Who's In It: Emma Stone, Amanda Bynes, Cam Gigandet, Penn Badgely, Aly Michalka, Dan Byrd, Thomas Haden Church, Patricia Clarkson, Lisa Kudrow, Malcolm McDowell, Stanley Tucci
The Basics: A smart high school good-girl, inspired by The Scarlet Letter, decides to spread sexual rumors about herself on the Internet in an attempt at changing her social status. Adding visual kick to her scheme, she also chooses to walk around school in a black bustier with a big red letter "A" over one of her breasts. So yes, it's science fiction, but the kind where the brains required for science are used in the service of delivering ostentatiously sassy one-liners instead of trying to get into a good college.
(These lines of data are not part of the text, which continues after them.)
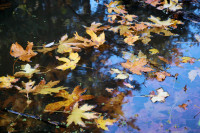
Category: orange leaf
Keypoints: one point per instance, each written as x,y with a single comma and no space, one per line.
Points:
137,67
24,55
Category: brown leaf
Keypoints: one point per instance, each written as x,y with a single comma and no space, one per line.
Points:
137,67
24,55
70,99
183,106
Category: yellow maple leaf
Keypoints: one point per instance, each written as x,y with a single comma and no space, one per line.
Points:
69,63
102,123
137,67
47,88
27,71
153,51
5,82
70,99
78,113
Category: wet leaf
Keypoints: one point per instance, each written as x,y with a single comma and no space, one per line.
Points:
137,67
102,123
27,71
47,88
153,51
160,76
17,50
82,112
5,82
121,74
192,74
160,97
183,106
69,63
70,99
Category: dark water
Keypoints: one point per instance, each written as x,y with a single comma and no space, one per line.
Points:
46,21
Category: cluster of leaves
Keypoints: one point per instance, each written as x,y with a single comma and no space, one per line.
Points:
132,31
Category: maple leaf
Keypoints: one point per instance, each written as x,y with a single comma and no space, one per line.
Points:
131,39
102,123
192,74
95,27
153,2
121,74
188,59
78,113
114,105
137,67
28,87
70,99
183,106
27,71
160,97
5,82
69,63
173,5
153,51
24,55
46,88
46,49
113,6
160,76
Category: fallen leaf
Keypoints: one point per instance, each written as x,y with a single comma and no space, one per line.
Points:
160,76
109,89
137,67
160,97
120,74
27,71
69,63
128,85
153,51
102,123
5,82
183,106
78,113
24,55
47,88
192,74
69,99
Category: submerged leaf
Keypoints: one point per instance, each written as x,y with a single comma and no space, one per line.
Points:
24,55
78,113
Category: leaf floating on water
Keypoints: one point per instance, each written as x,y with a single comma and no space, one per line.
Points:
82,112
17,50
192,74
69,99
153,51
183,106
160,97
27,71
5,82
160,76
102,123
137,67
69,63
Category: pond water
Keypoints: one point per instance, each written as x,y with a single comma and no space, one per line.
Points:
43,22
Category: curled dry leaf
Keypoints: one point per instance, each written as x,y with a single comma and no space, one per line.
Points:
82,112
69,99
160,97
160,76
27,71
24,55
5,82
102,123
183,106
137,67
69,63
What's The Deal: Juno just about hit it right on the teen movie aspiration scale. And that's because it didn't lose focus, paint its characters into corners or make everyone so obnoxious you couldn't still love them, not even too-cool Juno herself. This one does; its satire gets confused, most of its teen types aren't sharp enough to stick, and it lacks the emotional kick of even second-tier teen movies that came before (most notably Can't Buy Me Love, which is explicitly referenced here). That doesn't make it horrible, just average. The kind of movie you find yourself laughing along with and then forgetting about when it's over. A "B" for effort and "C+" for execution.
I Have A Good Idea:Everyone stop trying to make "John Hughes" movies. Let's just stop it right now. And let's stop telling everyone that's what we're doing while we're doing it. Because if you're making a movie about teenagers and you manage to strike that perfect balance between idiot adolescent humor and desperately yearning teenage emotion, you'll have done your job properly. If not, no amount of "Hey, look at me! I'm making a John Hughes movie!" arm-waving is going to convince anybody of anything. And (the not great at all) Not Another Teen Movie already exhausted that stuff anyway and featured a Molly Ringwald cameo as icing.
Where You've Seen Emma Stone Before: In Zombieland, The House Bunny and Superbad. She's worth more than the material she's given to work with here but if you wind up liking it all it'll be because of her. She's funny, charming and she's eventually going to be a big comedy deal in better movies.
Who'll Be Offended: People who've actually read The Scarlet Letter and Christians who are thin-skinned about being goofed on. (Exhibit A: Amanda Bynes as a chaste teenager whose performance isn't as wickedly uptight as Mandy Moore's in Saved!.)